秋にやって来るアカトンボの意外と知らないお話

2019年9月24日 ALL生物
マユタテアカネ

アカトンボが飛んでいるのを見て、秋を感じる季節が近づいてきました。小さい頃住んでいた田舎では、秋頃になると突如アカトンボが群を成して現れ、よく私は網を振り回してアカトンボをたくさん捕って遊んでいました。今回は、そんな身近な秋のいきもの、アカトンボのちょっぴりへぇ〜となるお話です。

アカトンボとは?

トンボ科アカネ属の属するトンボを総称してアカトンボと呼ぶことが多いですが、アカネ属以外の赤いトンボや、秋に群れになって飛ぶ黄色っぽい色のウスバキトンボ(ウスバキトンボ属)がアカトンボと呼ばれることもあります。アカネ属のトンボは、日本では21種が知られていますが、ナニワトンボのように、体色の赤くないトンボもいます。

アカトンボはどうして赤いのか?

アキアカネ

アキアカネのメス Photo by Alpsdake [CC BY-SA 3.0], via Wikimedia Commons

アカトンボと言っても、真っ赤になるのは、成熟したオスだけです。未成熟のオスや、メスは、黄色っぽい色をしています。オスは、成熟するに従い、赤くなります。この色の変化は、オモクロームという色素の酸化還元反応によって起こるということが、明らかになりました (Futahashi et al. 2012)。オモクロームは、還元型になると赤色、酸化型になると黄色を呈します。つまり、未成熟のオスやメスの体内では、オモクロームが酸化型になっており、成熟オスでは、還元型になっています。オモクロームの酸化還元反応は、可逆的です。黄色の未成熟オスやメスでも、還元剤を注入すると、体色が赤色に変化します。オスの体内では、抗酸化物質がメスに比べ多く存在し、その抗酸化物質を同定した結果、還元型のオモクロームそのものがその抗酸化物質であるということが判明しました。

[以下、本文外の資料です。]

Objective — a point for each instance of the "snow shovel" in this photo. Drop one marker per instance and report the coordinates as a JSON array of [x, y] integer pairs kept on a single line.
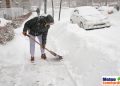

今まで、オスの赤い色は、婚姻色であり、成熟したオスであることのアピールとして使われていると考えられて来ました。しかし、還元型オモクローム色素(赤色の色素)を多く持つことは、日向で縄張りを守る際に受ける紫外線による酸化ストレスを軽減する効果があるのではないかという新たな仮説も出てきました。

秋に突然群れになって現れるアキアカネの謎

アキアカネのオス Photo by Kropsoq [CC BY-SA 3.0], via Wikimedia Commons

アキアカネは、平地では、秋になると突如群れを成して現れます。そのため、羽化自体が秋に一斉に起こっているとなんとなく思っている人も多いかもしれません。しかし、すべてのアキアカネは羽化を5月から6月頃に済ませます。アキアカネは、成虫になると標高の高い地域で7月から8月を過ごします。アキアカネは、体温の排熱能力が低く、気温が30℃を超えると、生存が難しくなるため、真夏の低地で活動することがでず、涼しいところに移動する必要があると考えられています。そのため酷暑の夏には、高標高に移動しますが、冷夏には、それほど高標高には移動しないことが知られています。高所で夏を過ごしたアキアカネは、気温が下がってきた秋ごろに平地に移動し、少し開けた広場などで群れをなします。こうして私達は、ある日突然現れたアキアカネの大群に出会うことになるのです。アキアカネは平地で繁殖行動を行い、卵を水面や水際の泥に産み付けます。成虫は、11月頃まで生きます。卵はそのままの状態で泥の中で越冬し、春にヤゴになります。

ちなみに、ナツアカネは、アキアカネのような大移動は行わず、成虫の間中平地にいるため、夏でも平地でみることができます。また、夏にだけ見られるというわけでもなく、成虫の姿でいる期間は、アキアカネと同じです。

 

参考文献:

Futahashi, R., Kurita, R., Mano, H., & Fukatsu, T. (2012). Redox alters yellow dragonflies into red. Proceedings of the National Academy of Sciences of the United States of America, 109, 12626–12631.